Just recently, I came across an interesting problem on LeetCode that required me to find the difference between two arrays. While I was able to solve the problem initially, I was curious about the most efficient way to do it.
function findDifference1(nums1: number[], nums2: number[]): number[][] {
const subsetOfOne = [];
const subsetOfTwo = [];
for (const num of nums1) {
if (!nums2.includes(num)) {
subsetOfOne.push(num);
}
}
for (const num of nums2) {
if (!nums1.includes(num)) {
subsetOfTwo.push(num);
}
}
return [subsetOfOne, subsetOfTwo];
}
Here's the leetcode question: Leetcode
After some research and experimentation, I discovered that using Set and Array.from() to create a set of each array and then filtering the elements that are not present in the other set is a much faster approach than using includes() and push() to iterate through both arrays.
function findDifference2(nums1: number[], nums2: number[]): number[][] {
const setOne = new Set(nums1);
const setTwo = new Set(nums2);
const subsetOfOne = Array.from(setOne).filter(num => !setTwo.has(num));
const subsetOfTwo = Array.from(setTwo).filter(num => !setOne.has(num));
return [subsetOfOne, subsetOfTwo];
}
For arrays of small to medium size (up to 1000 elements), both solutions had similar performance. However, as the size of the array increased, the second solution using Set and Array.from() became significantly faster. For example, on an array of size 50000, the second solution was about 143 times faster than the first solution!

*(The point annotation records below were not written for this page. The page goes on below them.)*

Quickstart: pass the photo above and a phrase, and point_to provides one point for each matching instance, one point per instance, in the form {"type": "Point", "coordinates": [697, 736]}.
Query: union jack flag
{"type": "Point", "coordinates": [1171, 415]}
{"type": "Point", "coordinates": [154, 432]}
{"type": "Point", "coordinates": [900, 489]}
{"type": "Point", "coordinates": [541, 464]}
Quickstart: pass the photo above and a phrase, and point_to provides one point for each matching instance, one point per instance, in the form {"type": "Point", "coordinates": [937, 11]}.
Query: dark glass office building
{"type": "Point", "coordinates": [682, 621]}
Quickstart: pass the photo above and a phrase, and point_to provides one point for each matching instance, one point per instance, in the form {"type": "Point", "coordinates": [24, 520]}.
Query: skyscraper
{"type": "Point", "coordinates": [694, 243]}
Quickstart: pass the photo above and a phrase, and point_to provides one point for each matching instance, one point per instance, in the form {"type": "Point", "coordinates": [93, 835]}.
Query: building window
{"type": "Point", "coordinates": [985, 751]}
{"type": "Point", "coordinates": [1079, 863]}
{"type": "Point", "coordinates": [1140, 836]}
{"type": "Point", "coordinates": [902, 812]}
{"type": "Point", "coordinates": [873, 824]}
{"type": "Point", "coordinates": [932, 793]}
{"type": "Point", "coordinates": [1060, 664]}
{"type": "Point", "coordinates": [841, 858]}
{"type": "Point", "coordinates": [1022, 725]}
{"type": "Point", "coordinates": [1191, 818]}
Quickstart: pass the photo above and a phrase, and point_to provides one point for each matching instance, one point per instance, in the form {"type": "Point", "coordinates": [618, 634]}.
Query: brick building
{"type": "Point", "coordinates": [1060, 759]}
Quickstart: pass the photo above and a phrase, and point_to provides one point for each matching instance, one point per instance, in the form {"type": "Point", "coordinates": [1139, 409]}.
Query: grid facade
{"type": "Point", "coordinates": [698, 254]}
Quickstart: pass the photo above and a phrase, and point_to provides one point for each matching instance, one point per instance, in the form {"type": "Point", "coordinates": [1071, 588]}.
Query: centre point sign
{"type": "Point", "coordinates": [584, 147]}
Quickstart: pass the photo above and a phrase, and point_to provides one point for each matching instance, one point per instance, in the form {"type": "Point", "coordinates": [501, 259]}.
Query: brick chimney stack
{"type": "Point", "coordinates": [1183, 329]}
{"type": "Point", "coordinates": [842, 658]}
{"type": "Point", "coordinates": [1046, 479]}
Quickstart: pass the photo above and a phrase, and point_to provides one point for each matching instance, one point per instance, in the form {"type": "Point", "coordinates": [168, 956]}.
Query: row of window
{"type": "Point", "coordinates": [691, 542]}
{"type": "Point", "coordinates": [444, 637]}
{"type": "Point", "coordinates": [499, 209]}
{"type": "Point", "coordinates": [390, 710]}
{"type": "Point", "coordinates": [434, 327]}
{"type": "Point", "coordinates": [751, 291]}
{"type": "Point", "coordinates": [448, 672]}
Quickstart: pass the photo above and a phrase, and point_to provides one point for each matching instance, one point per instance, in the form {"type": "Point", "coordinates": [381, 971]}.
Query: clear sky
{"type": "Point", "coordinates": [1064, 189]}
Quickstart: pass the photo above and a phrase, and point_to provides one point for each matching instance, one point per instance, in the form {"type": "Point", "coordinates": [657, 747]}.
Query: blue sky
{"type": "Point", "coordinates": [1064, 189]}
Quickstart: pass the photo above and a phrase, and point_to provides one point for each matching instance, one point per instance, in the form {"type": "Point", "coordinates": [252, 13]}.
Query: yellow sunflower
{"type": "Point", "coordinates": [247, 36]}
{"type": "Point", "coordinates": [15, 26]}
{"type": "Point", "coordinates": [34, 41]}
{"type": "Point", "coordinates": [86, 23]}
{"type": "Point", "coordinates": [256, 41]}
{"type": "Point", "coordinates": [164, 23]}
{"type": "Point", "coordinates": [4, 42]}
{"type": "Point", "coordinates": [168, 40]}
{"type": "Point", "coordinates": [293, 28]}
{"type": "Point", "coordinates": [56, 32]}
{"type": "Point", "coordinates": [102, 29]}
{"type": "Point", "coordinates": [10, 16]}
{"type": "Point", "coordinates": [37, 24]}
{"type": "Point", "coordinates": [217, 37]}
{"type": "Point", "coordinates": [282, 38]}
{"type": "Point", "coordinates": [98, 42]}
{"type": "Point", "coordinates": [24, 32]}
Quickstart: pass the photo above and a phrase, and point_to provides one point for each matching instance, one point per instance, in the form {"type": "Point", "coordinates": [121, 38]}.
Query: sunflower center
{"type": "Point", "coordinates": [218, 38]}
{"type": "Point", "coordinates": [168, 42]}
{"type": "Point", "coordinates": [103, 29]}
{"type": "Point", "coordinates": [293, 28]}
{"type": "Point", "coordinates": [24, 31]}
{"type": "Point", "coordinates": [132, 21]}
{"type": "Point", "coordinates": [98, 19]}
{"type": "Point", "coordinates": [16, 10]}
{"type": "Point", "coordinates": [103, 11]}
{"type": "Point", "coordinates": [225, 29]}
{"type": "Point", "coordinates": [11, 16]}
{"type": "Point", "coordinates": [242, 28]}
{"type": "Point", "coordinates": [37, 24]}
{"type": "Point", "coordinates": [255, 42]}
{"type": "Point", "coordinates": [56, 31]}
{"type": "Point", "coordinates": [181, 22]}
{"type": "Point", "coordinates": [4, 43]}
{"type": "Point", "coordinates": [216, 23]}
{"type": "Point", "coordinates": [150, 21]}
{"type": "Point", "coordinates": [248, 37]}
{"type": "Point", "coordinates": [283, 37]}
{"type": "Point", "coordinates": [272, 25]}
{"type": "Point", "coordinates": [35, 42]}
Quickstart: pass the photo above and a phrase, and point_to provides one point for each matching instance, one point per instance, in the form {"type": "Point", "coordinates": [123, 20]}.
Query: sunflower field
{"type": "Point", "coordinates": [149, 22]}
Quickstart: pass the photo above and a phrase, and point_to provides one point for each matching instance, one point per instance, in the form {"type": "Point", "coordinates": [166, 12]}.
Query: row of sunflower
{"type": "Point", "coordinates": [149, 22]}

So why is the second solution faster? The Set data structure has a time complexity of O(1) for checking whether an element is present, which means that it is much faster than includes() for larger arrays. Additionally, the Array.from() method allows us to create a new array from the filtered elements without having to call push() repeatedly, which avoids the overhead of creating and growing an array dynamically and can be faster, especially for large arrays.